William Dobell Self-portrait, 1965-66.
Portrait of Joshua Smith, William
Dobell, 1943 Archibald Prize.
When you begin talking about Australian portrait painters, the first question to arise is usually, have they won the Archibald Prize? In the case of Sir William Dobell (knighted in 1966), the answer is, yes...not once but three times (1943, 1948, and 1959). All three paintings were outstanding in their own way, but the painting which first caught my eye did not win. I'm not sure it was even entered. It's the strikingly expressionistic self-portrait above, painted in 1965-66. The artist was around sixty-seven years of age at the time. Born in 1899, he died in 1970, just three years after the portrait was painted.

Dobell's work is often homoerotic, also satirically erotic, as in his 1936 The Duchess Disrobes (below, left). Of Dobell's three winning Archibald entries, that of 1943, a portrait of fellow artist, Joshua Smith (right), is probably the most unique. It was certainly the most controversial. The decision of the jurors of the New South Wales Art Gallery landed them in court as two other competition artists objected that the painting was not a portrait, but a caricature. The case went all the way to the Australian Supreme Court the following year (it was a slow year). The decision of the judges was upheld, the suit was dismissed. But in its aftermath, the high-strung Dobell became emotionally disturbed, retreating into seclusion and an early retirement. I wonder what he'd done if he'd lost.

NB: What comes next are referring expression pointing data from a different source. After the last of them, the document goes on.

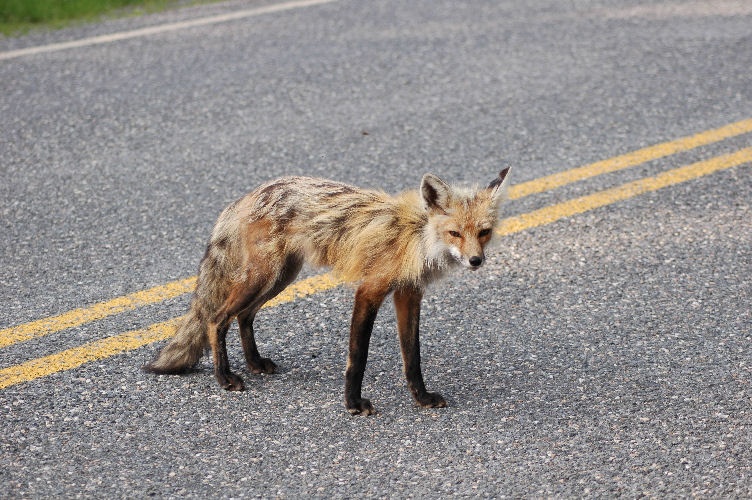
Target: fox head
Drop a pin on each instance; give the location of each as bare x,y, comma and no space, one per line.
460,221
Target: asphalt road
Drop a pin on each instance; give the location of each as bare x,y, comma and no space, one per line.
606,353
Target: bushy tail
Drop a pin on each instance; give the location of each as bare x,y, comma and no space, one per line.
186,347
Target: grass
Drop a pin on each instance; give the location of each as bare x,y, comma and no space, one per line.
20,16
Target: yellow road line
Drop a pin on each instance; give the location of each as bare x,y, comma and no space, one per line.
582,204
111,346
128,341
630,159
78,317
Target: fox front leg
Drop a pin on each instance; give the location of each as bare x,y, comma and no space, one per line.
407,304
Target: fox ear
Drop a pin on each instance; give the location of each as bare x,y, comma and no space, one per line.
436,193
498,185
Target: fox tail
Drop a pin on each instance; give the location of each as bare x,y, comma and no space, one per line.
186,347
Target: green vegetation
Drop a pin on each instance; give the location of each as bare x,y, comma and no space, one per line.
18,16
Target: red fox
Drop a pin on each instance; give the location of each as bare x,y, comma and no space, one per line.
385,244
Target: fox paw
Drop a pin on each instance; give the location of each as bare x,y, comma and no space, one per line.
262,365
360,406
431,400
230,382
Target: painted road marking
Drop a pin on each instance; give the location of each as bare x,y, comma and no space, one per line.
162,28
107,347
552,213
78,317
629,159
128,341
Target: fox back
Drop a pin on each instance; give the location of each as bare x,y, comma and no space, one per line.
412,237
387,244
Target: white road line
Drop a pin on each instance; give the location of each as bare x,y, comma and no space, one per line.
163,28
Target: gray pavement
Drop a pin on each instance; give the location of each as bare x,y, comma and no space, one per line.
606,354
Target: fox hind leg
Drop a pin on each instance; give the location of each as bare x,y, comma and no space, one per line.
257,364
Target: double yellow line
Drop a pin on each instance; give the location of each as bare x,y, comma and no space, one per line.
110,346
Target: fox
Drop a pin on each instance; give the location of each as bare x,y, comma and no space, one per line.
383,244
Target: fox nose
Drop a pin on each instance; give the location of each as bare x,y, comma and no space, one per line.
475,261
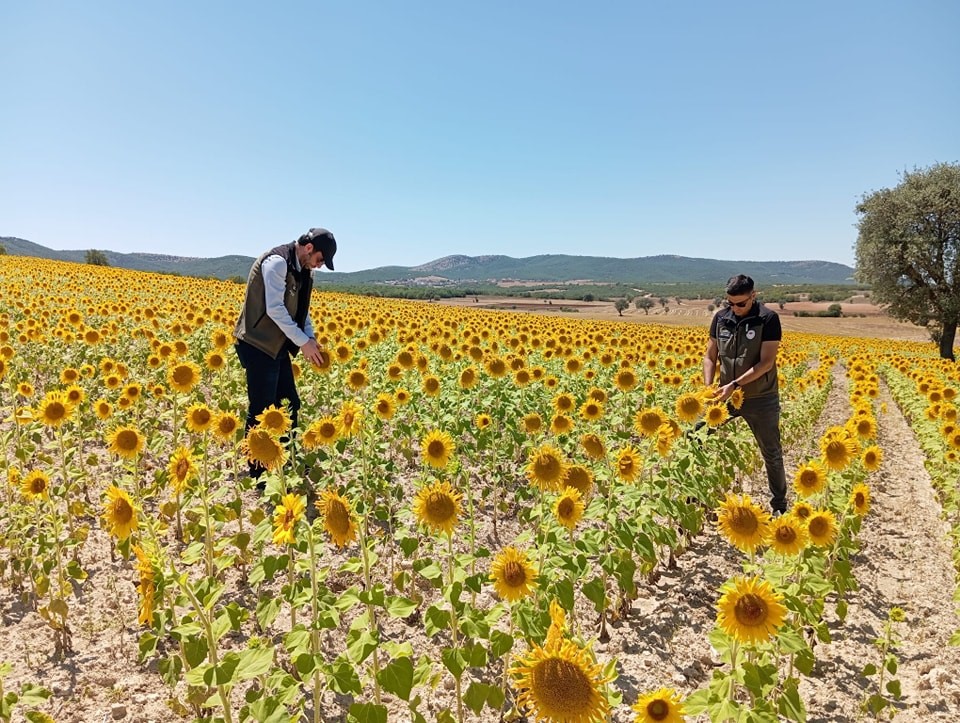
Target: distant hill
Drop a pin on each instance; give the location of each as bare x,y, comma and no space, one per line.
489,269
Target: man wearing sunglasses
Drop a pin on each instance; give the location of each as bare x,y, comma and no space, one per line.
275,323
744,338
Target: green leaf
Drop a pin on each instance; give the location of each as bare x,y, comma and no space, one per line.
367,713
436,620
397,677
342,677
400,607
454,661
253,663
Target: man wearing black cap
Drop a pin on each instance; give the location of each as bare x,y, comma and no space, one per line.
275,322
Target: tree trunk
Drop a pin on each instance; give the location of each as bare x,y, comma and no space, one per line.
946,340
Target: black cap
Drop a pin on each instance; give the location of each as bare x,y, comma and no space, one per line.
322,240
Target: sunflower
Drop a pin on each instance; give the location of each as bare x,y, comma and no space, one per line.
35,484
285,518
838,448
743,523
629,464
182,469
787,535
716,415
350,419
532,423
749,610
146,587
560,682
872,458
591,410
561,424
102,408
512,574
357,379
860,499
593,446
437,507
126,442
662,706
54,409
183,376
810,479
580,478
431,385
119,513
546,467
323,432
625,380
822,528
468,377
199,418
647,421
274,420
225,426
436,449
262,448
337,515
569,507
689,407
735,400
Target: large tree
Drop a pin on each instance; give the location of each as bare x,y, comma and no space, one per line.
908,249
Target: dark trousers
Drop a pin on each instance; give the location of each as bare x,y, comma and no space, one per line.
762,415
269,381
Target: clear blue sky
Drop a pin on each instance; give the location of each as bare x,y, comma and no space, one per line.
413,130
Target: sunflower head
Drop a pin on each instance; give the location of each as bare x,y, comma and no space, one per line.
546,467
810,479
661,706
629,464
648,421
437,507
119,513
743,523
822,528
787,535
512,574
263,449
337,513
569,507
750,611
35,485
560,683
274,420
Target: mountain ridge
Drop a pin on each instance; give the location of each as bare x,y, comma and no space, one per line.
462,269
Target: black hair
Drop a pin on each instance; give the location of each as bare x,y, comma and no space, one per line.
739,284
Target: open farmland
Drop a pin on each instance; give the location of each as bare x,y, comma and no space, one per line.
484,515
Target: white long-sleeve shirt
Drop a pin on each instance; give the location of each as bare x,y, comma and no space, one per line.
274,269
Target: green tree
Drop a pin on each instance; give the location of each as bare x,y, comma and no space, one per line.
95,258
908,249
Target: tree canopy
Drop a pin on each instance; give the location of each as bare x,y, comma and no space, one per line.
908,249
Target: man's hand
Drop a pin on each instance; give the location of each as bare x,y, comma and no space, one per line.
311,352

Margaret Hannah Olley, William
Dobell, Archibald winner, 1948.
The Duchess Disrobes, 1936,
William Dobell--erotic satire.
In his so-called "retirement," Dobell painted only landscapes...for a while, at least. Apparently he was back at it again sometime within the next five years in painting his second Archibald winner, yet another portrait of a fellow artist, Margaret Hannah Olley (above, right). The 1948 winner was a rather prim, almost Victorian piece somewhat reminiscent of Renoir on a bad day. This winner avoided becoming a "federal case" as did his portrait of Dr. E.G. MacMahon eleven years later in 1959. The three portraits are significant when compared one to another.

Mrs. South Kennsington, 1937, William
Dobell. Not very flattering, but at least
she was allowed to keep her clothes on.
Sixteen years, from 1943 to 1959, is a long time in an artist's life. Art changes, styles change, tastes change, the artist changes. The Joshua Smith "caricature" portrait is slender nearly to the point of emaciation. The Margaret Olley portrait is quite buxom, stopping just short of Impressionism. The MacMahon portrait is more on the order of an oil sketch, quite painterly and strikingly informal as compared to the others with the bespectacled doctor wearing his surgical "greens." The portrait would seem to represent a return to the naturalism of the artist's youth. Dobell spent ten years in Europe during the 1940s. Though Europe changed his style, at the same time, it would seem to have multiplied the number of styles at his disposal, allowing the versatile portrait painter the flexibility of matching his style to his subject's persona.

Dr. E. G. MacMahon, William Dobell, 1959 Archibald Prize winner.